Friday, 22 June 2012

Takehiko Nakafuji "Night Crawler" 1995

Takehiko Nakafuji "Night Crawler" 1995:

'via Blog this'

With apologies to anyone who isn’t on Facebook, but this was the best link I could find for a selection from Nakafuji’s Night Crawler, which I discovered in the May 2012 issue of BJP. There is a somewhat smaller but more accessible selection here.

It jumped out at me for its resemblance to Daido Moriyama, in that they are night shots in grainy high-contrast black and white, so it was no surprise to find the Nakafuji had studied under him. Night Crawler 1995/2010 is about Tokyo at night and concentrates on the differences between the ‘95 set and the later set. Sadly, it’s rather difficult to make head or tail of these differences in the rather limited viewing circumstances offered by Facebook and the other galleries. However I find the individual photos themselves very striking (not least I suspect because of the stylistic similarity to some of the stuff I’m currently producing).

The lead example in the BJP article is a case in point:


The overall image is dominated by the contrast between the very deep blacks of the shadows and the strangely luminous – almost ghostly – face of the girl under the umbrella.

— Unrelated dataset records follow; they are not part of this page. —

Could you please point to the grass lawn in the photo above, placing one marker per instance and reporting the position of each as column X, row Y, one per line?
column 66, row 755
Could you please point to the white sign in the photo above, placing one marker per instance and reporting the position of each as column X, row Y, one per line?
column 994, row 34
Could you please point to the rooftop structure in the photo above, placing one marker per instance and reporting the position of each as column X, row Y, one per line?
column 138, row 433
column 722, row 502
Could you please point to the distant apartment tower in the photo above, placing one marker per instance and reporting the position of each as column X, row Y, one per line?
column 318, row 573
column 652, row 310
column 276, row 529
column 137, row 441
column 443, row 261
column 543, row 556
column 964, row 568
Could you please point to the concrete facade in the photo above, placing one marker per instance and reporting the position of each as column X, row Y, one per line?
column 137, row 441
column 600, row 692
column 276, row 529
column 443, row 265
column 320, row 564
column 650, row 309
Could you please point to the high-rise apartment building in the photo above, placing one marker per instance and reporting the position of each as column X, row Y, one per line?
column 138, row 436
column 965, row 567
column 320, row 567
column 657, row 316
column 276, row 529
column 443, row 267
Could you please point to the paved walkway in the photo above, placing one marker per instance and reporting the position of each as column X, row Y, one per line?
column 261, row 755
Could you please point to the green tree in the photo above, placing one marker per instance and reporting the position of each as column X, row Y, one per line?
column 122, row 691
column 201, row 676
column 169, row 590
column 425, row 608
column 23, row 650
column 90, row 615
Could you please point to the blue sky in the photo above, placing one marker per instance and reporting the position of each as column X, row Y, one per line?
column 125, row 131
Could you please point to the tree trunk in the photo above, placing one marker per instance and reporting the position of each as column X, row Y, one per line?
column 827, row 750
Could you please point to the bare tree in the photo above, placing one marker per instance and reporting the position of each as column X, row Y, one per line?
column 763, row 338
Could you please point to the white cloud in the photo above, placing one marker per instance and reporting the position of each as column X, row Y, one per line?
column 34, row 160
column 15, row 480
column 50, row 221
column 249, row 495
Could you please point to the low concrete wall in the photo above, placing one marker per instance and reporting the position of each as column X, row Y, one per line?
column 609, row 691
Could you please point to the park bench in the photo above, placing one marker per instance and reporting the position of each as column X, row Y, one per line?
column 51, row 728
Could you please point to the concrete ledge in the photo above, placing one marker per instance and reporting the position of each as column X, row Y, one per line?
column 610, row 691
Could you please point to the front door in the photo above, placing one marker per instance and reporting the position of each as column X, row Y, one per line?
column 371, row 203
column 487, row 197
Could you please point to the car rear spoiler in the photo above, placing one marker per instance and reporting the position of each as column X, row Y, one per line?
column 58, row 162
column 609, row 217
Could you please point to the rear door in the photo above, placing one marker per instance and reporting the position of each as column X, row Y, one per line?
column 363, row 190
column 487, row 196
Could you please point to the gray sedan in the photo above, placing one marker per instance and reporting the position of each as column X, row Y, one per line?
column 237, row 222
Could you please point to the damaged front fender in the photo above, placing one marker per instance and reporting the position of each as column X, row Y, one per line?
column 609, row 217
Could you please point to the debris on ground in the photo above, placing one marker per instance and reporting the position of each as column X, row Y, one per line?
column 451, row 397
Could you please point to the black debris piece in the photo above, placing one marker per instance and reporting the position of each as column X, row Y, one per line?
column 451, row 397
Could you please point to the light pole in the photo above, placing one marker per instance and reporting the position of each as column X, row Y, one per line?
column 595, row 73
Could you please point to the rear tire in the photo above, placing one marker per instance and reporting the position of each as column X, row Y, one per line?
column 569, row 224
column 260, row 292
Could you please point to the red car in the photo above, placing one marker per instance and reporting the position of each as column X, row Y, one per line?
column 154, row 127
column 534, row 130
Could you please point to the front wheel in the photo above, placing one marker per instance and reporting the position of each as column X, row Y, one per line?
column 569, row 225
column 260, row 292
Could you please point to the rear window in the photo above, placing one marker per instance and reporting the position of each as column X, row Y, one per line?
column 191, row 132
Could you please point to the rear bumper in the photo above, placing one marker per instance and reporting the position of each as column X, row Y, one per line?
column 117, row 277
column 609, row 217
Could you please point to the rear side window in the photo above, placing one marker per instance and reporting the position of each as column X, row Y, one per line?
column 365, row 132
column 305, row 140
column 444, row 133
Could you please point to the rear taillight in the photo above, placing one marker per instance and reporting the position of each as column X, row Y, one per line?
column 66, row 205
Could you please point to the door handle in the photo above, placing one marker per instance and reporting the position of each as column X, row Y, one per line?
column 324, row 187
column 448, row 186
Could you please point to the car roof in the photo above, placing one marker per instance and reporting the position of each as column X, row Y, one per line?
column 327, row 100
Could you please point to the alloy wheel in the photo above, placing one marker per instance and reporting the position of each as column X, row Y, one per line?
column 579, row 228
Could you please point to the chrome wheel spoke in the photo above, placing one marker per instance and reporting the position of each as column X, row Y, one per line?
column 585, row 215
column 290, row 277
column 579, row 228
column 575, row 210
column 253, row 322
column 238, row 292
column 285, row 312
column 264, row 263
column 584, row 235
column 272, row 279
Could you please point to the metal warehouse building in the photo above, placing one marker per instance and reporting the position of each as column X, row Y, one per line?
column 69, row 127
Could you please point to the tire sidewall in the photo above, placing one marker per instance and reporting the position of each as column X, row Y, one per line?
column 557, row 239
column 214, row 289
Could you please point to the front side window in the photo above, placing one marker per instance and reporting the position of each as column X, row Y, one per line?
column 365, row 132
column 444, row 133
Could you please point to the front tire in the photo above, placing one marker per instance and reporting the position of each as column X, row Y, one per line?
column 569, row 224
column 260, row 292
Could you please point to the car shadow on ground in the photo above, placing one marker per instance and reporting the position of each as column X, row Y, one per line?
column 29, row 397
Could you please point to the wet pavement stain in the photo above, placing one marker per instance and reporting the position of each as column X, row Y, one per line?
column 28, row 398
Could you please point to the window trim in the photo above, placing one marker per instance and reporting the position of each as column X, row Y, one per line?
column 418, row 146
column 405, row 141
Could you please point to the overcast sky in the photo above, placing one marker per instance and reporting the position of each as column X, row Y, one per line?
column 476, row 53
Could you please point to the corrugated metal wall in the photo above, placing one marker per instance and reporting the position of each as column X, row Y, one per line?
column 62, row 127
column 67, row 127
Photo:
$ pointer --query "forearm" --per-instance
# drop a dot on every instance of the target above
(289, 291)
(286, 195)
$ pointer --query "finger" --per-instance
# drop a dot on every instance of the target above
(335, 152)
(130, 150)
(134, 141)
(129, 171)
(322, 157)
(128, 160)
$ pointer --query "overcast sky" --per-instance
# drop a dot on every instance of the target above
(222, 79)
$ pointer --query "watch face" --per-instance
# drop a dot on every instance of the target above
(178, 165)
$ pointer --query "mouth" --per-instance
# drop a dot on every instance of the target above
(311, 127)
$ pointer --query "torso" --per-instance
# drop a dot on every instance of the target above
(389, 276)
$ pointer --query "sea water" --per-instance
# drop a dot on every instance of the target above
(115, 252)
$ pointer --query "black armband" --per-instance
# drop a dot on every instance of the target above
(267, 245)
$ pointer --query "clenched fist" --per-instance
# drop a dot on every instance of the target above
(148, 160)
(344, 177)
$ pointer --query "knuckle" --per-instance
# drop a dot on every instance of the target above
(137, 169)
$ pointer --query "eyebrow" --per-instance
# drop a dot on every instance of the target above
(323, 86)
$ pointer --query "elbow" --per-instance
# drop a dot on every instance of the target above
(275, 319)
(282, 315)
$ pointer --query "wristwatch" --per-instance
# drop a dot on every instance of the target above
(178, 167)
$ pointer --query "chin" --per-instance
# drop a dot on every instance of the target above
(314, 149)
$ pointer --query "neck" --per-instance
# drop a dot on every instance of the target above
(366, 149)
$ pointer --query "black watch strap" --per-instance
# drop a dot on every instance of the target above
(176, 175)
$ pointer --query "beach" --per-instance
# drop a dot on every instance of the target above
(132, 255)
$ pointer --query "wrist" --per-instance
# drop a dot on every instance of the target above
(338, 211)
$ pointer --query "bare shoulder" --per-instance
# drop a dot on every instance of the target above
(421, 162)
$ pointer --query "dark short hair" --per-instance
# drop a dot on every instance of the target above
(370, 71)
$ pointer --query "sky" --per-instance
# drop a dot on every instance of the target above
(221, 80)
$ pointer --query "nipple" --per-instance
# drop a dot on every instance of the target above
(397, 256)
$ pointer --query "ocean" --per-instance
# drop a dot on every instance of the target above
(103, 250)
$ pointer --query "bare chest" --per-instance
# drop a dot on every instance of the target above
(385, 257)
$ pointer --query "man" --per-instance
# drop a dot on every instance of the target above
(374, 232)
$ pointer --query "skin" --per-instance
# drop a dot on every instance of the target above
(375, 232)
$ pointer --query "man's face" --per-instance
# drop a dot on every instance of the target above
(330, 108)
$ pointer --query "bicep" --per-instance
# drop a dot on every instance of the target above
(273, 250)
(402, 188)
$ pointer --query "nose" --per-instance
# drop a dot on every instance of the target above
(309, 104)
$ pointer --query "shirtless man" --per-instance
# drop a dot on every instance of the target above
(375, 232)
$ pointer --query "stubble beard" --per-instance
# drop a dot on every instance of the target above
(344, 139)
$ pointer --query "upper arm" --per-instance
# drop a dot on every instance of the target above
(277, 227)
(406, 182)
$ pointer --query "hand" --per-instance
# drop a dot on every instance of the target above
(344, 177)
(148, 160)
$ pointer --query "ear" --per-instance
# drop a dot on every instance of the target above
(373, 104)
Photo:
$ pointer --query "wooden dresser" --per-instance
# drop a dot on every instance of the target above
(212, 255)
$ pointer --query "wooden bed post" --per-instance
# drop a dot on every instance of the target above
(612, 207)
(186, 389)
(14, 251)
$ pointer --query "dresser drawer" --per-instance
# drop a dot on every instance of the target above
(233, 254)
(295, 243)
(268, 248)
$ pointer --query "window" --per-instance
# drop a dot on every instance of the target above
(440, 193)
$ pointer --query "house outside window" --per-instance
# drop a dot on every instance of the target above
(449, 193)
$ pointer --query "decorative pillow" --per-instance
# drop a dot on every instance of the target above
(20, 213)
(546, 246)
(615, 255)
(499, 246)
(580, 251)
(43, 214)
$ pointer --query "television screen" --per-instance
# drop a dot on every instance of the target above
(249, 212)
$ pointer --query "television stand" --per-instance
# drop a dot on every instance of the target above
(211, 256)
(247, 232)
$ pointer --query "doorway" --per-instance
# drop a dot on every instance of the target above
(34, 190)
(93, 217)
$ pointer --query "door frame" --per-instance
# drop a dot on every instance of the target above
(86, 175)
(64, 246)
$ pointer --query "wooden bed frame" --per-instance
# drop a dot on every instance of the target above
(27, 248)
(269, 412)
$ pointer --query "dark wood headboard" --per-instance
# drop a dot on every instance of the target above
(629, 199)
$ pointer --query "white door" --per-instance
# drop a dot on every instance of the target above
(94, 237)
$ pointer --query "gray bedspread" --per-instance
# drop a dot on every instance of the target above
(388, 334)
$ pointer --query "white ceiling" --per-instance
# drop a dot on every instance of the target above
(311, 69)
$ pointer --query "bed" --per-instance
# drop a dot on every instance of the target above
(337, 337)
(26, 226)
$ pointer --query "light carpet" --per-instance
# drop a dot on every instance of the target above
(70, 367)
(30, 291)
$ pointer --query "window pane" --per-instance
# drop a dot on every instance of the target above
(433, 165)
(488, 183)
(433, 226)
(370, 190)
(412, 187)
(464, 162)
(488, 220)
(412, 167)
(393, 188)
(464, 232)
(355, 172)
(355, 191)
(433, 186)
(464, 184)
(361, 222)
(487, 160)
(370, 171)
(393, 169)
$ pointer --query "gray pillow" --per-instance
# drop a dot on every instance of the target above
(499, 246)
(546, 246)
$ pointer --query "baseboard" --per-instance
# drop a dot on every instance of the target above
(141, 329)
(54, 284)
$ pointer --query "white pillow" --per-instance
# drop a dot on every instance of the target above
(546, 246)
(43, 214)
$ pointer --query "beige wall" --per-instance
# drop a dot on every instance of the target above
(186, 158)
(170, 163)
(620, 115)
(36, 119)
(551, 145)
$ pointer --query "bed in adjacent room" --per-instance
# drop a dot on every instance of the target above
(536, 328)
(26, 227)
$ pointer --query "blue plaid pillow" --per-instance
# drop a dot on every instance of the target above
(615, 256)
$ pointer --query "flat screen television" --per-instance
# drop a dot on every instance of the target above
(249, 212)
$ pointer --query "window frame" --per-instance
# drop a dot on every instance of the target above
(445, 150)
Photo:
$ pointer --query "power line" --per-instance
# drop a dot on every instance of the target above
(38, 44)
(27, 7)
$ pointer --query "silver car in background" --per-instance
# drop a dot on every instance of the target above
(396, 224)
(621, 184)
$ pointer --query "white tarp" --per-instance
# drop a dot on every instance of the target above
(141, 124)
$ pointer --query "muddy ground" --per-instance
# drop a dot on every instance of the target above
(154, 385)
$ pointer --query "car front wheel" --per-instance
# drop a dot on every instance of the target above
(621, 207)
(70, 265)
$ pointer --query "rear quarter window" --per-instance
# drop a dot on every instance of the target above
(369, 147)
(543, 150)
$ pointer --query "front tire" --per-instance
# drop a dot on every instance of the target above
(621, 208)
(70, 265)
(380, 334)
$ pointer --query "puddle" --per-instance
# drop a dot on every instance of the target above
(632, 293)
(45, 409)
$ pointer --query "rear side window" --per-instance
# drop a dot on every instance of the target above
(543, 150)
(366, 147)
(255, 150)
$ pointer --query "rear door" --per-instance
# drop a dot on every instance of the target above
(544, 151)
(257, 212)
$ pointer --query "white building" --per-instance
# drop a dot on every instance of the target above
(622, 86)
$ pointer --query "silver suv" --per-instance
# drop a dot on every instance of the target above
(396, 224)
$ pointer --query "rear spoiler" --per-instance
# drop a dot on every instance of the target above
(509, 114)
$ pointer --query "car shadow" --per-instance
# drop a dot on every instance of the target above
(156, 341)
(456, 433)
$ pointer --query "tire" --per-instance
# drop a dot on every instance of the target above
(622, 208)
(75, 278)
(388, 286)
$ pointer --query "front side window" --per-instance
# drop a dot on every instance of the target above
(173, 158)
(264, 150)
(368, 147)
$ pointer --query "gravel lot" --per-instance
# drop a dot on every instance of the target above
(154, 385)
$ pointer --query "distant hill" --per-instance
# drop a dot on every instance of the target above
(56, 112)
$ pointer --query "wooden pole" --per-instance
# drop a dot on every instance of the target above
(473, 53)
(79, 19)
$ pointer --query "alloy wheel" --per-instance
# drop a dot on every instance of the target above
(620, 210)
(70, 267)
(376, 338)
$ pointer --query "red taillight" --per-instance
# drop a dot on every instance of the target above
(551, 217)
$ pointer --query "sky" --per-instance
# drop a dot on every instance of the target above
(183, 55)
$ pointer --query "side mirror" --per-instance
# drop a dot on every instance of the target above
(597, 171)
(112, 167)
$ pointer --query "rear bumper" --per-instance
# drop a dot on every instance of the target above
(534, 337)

Incidentally, it is placed almost dead centre in the photo, which is contrary to conventional wisdom, but serves to draw even more attention to it. She seems to be huddled against the cold or even hoping to pass by un-noticed – I can’t help wondering what is happening just out of shot. The tilt of the picture also adds to the tension, as does the hint of activity in the background. It’s unclear if the intense white around the girl is a result of the lighting or has been added in the darkroom, but it does add to the shot by hgelping to isolate her from the surrounding shadow. One final thing that stands out to me (punctum perhaps) is the size of her shoes, which seem surprisingly large.

The article does not mention why Nakafuji uses the high contrast treatment, but I’d be interested in his take on this as it might help me understand my own interest in the style. One thing the set does make clear though is that it can be used quite effectively in people pictures – something I’m just starting to experiment with.